On a tous compris un régime s’use dans le temps, pour permettre au mieux l’alternance des régimes usés, qui ont l’illusion du pouvoir à vie, il convient de limiter les mandats présidentiels et de faire la promotion de bonnes pratiques démocratiques.
Par ailleurs, les états africains en proie au bon fonctionnement de la démocratie, et qui respectent, la limitation aux mandats présidentiels, ont pu organiser les élections avec moins de fraudes possibles.
Tous les états africains qui ont dérogé à cette règle, par des modifications constitutionnelles, par les Dictateurs et par leurs assemblées croupions, sont en proie, à des violences politiques interminables et qui durent dans le temps,

En somme, la limitation à deux mandats présidentiels non renouvelables, la démocratisation véritable, la promotion de la paix et de la cohésion sociale, la bonne gouvernance, demeurent, les seuls moyens de répondre aux alternances, aux usures de pouvoir et permet de faire vivre la démocratie. Tous les pays, engagés dans cette voie, sont engagés sur le chemin de la paix et pendant très longtemps. Il ne reste, donc qu’aux états dirigés par les dictateurs qui se réclament pour la paix, de suivre cet exemple, qui est un gage de paix et de bonne gouvernance, ainsi, ils montreront leurs volontés pour la paix et de la bonne gouvernance.

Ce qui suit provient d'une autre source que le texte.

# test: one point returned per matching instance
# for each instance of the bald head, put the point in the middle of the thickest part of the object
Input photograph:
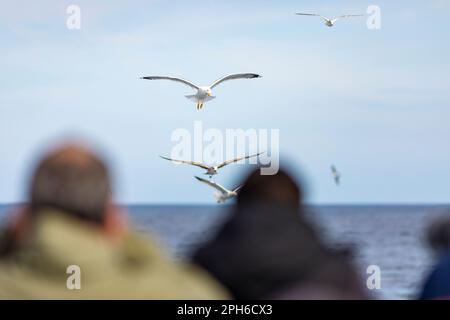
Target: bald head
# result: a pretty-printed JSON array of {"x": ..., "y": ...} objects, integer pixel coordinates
[{"x": 74, "y": 180}]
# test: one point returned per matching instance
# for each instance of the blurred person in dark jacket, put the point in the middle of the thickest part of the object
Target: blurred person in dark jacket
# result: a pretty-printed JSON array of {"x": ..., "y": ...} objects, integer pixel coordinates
[
  {"x": 268, "y": 250},
  {"x": 72, "y": 221},
  {"x": 437, "y": 283}
]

Les questions qui se posent à nous guinéens aujourd’hui sont :

Comment apprécions-nous, la notion de cohésion nationale ? Quelle stratégie pour renforcer et imposer cette cohésion nationale afin que vive une   stabilité socio-politique et impulser un développement durable ?

Le débat est ouvert. Que Dieu sauve notre cher pays La Guinée. Amen!

Amadou Saikou DialloWashington, D.C.